Sementara itu mantan kepala Lapan Thomas Djamaluddin menuturkan, potensi perbedaan penetapan awal puasa maupun lebaran masih berpotensi terjadi di Indonesia. Karena ada perbedaan kriteria penetapan, khususnya di kalangan Muhammadiyah dan Nahdlatul Ulama (NU). Seperti diketahui Muhammadiyah menggunakan kreteria wujudul hilal yang berbasis hisab. Sedangkan NU menggunakan kriteria imkanul rukyat atau visibilitas hilal.
Dari perbedaan kriteria itu, Thomas mengatakan, untuk penetapan awal puasa hampir dipastikan serentak. Yaitu sama-sama pada tanggal 23 Maret. Karena pada saat 22 Maret tinggi hilal sudah memenuhi kriteria MABIMS 3 derajat dan kemungkinan besar bisa diamati. “Ada potensi perbedaan terkait (penetapan) Idul Fitri 1444 H,” katanya.
Dia mengatakan, pada tanggal 29 Ramadan atau 20 April, tinggi hilal belum memenuhi kriteria tinggi hilal MABIMS 3 derajat. Tapi hilal sudah di atas ufuk. Dengan demikian nantinya Muhammadiyah akan lebaran pada 21 April. Sementara NU serta pemerintah kemungkinan besar menetapkan 1 Syawal atau lebaran jatuh pada 22 April. Dia menegaskan masyarakat tetap sebaiknya hasil resmi sidang isbat.

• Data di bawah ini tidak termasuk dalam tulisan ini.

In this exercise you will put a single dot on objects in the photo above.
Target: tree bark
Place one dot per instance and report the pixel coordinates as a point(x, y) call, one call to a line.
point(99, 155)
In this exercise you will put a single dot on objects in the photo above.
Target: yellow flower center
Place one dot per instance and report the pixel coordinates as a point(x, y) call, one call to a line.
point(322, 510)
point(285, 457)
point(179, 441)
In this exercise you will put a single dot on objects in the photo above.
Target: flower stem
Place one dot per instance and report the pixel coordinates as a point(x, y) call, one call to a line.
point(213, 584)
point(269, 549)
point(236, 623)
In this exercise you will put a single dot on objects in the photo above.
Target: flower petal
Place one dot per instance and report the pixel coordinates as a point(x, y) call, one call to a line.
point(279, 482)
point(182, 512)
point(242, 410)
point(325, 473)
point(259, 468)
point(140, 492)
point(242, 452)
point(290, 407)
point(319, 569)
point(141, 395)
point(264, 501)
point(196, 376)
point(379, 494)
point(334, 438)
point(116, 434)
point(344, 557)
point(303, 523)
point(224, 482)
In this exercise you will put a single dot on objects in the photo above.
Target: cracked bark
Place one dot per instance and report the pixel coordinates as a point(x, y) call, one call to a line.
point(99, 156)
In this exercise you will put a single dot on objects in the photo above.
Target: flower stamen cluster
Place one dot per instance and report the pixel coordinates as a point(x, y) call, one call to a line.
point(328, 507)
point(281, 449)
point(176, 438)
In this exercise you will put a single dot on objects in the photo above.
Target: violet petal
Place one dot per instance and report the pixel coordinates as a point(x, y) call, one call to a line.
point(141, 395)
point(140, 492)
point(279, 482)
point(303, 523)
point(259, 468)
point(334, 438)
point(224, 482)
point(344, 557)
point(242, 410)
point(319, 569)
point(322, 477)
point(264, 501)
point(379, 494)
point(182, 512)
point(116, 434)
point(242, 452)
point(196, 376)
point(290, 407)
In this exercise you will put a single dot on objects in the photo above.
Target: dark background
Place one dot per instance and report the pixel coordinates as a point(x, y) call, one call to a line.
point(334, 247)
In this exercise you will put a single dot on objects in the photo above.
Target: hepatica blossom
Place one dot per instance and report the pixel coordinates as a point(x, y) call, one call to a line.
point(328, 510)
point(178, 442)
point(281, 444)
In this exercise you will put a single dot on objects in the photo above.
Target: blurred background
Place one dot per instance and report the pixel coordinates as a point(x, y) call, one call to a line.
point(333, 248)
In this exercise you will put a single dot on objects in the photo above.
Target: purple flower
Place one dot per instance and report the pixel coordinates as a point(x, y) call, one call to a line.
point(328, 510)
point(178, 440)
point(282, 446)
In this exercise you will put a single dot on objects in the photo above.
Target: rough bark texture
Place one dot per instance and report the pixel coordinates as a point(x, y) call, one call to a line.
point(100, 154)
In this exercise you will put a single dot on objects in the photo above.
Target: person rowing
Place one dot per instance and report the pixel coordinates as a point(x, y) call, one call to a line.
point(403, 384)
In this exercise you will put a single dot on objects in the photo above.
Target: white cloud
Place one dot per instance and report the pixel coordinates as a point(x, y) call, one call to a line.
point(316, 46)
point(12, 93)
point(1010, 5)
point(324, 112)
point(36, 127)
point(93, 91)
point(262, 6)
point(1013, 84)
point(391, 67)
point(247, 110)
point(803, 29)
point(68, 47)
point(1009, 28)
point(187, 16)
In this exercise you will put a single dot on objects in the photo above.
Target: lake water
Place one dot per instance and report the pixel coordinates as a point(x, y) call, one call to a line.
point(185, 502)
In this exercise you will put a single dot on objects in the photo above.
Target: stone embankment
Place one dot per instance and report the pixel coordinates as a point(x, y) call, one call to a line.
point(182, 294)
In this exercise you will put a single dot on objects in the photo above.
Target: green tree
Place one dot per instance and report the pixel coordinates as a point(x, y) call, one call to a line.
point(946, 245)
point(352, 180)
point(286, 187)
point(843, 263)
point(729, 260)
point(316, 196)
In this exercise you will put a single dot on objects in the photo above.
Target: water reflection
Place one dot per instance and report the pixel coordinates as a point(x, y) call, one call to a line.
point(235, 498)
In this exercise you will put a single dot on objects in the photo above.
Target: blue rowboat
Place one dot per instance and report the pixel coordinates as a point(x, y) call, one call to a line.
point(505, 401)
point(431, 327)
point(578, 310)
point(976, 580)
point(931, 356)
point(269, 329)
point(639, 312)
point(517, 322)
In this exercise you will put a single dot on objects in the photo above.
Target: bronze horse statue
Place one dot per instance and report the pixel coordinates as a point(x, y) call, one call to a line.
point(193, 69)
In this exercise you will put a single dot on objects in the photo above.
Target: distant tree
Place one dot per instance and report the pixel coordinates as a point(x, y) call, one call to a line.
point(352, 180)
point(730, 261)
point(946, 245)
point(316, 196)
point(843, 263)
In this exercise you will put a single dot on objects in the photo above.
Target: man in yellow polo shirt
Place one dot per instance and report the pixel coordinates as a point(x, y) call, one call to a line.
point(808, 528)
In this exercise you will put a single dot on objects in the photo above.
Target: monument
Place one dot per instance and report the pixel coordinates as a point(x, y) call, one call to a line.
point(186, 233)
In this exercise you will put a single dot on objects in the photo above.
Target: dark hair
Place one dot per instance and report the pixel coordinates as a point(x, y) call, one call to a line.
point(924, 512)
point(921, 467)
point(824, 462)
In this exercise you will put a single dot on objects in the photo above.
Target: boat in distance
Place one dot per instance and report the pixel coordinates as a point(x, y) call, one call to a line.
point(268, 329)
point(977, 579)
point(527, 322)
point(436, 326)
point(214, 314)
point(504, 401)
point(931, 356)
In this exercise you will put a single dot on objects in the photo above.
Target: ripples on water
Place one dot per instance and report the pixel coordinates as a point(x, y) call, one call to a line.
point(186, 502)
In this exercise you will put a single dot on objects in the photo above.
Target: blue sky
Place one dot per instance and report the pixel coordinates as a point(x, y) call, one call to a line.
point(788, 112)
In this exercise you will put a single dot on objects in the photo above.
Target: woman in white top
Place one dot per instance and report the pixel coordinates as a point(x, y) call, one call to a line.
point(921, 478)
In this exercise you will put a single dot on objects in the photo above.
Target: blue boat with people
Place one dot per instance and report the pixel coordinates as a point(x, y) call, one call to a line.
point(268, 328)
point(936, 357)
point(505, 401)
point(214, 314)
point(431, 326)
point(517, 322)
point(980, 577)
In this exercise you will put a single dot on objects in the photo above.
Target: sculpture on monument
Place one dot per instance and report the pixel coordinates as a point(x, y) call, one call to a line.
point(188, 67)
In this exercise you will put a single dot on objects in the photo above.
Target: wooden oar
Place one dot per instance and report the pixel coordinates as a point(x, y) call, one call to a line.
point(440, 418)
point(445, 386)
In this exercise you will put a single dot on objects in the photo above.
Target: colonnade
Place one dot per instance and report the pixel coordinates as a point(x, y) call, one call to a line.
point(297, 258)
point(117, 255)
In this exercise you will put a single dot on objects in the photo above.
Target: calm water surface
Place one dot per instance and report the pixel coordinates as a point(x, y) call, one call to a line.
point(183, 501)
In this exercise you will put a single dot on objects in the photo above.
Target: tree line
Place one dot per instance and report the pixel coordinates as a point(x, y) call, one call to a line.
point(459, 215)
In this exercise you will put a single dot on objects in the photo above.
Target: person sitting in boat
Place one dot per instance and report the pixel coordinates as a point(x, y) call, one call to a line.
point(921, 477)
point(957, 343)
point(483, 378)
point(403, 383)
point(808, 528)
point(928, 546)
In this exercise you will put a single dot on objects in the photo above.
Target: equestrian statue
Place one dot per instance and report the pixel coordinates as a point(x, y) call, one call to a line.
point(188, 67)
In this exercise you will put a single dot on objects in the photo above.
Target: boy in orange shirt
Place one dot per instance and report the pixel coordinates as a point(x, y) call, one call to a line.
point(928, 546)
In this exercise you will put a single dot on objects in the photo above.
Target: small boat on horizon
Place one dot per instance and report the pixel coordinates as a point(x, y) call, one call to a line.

Thomas menegaskan, sebab utama terjadinya perbedaan penentuan awal Ramadan, Idul Fitri, dan Idul Adha yang terus berulang karena belum disepakatinya kriteria awal bulan hijriyah. Prasyarat utama untuk terwujudnya unifikasi kalender hijriyah, harus ada otoritas tunggal.
Otoritas tunggal akan menentukan kriteria dan batas tanggalnya yang dapat diikuti bersama. Sedangkan kondisi saat ini, otoritas tunggal mungkin bisa diwujudkan dulu di tingkat nasional atau regional. “Kriteria diupayakan untuk disepakati Bersama,” kata Thomas. (wan/jpc/ila)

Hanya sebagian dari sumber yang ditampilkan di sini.